The last imperative is, I think, less well recognised. Referral guidance potentially has significant litigation costs associated with it if it is over inclusive. Much of the current National Institute for Health and Clinical Excellence referral guidance has been shown to have a sound evidence base.7 However, some has little supporting data and is potentially problematic.

A GP may currently have difficulty justifying a failure to refer urgently a 60-year-old male with a single prostate-specific antigen (PSA) of 6 (yet 10% of males aged 50–70 years have a raised PSA), or microscopic haematuria in a 60-year-old female (yet reported prevalence rates are up to 16.1%8). The litigation bill for the NHS for delayed diagnosis of cancer is significant, and better data should help to make guidelines more robust and justifiable.

As virtually all cancer diagnoses start in primary care, it remains surprising that so little research is directed at this area. It would be very useful to repeat the methods of Shapley et al and identify current research that identifies clinical features with PPVs in the range of 1% to 5% and <1%.
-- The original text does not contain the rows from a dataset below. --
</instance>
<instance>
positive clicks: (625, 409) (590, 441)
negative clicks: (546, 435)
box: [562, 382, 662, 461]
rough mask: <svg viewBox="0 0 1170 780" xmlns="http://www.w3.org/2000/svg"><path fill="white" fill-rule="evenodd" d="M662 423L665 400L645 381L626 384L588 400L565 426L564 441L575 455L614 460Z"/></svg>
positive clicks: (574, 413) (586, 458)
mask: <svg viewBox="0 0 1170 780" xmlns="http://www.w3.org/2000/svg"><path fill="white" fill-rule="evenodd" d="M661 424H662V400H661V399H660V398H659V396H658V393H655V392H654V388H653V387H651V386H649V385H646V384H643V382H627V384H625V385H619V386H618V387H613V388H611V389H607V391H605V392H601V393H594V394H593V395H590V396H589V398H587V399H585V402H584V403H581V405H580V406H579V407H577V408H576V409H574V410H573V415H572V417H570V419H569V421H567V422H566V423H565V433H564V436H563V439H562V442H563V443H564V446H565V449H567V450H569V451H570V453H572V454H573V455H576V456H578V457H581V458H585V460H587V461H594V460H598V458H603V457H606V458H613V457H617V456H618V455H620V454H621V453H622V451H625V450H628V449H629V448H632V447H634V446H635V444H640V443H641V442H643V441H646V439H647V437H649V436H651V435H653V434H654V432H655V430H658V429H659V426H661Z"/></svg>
The two most common methodologies for symptom-based research reviewed in this paper are retrospective cohort studies using clinical databases, such as the General Practice Research Database7 and primary care case control studies.9 Both methods are efficient and fruitful (although the retrospective cohort study may suffer from selective recording of symptoms in those referred with suspected cancer which erroneously elevates the measured PPV). It would also be useful to investigate whether there is a difference in PPV between volunteered symptoms (for example, volunteered dysphagia symptoms: ‘My food sticks’) and elicited symptoms (‘Does your food stick?’, ‘Yes, a bit.’).

Shapley et al's paper is very useful but it does highlight the pressing need for an explicit agenda for symptom-based research in primary care to inform cancer referral guidelines.

• © British Journal of General Practice, 2010.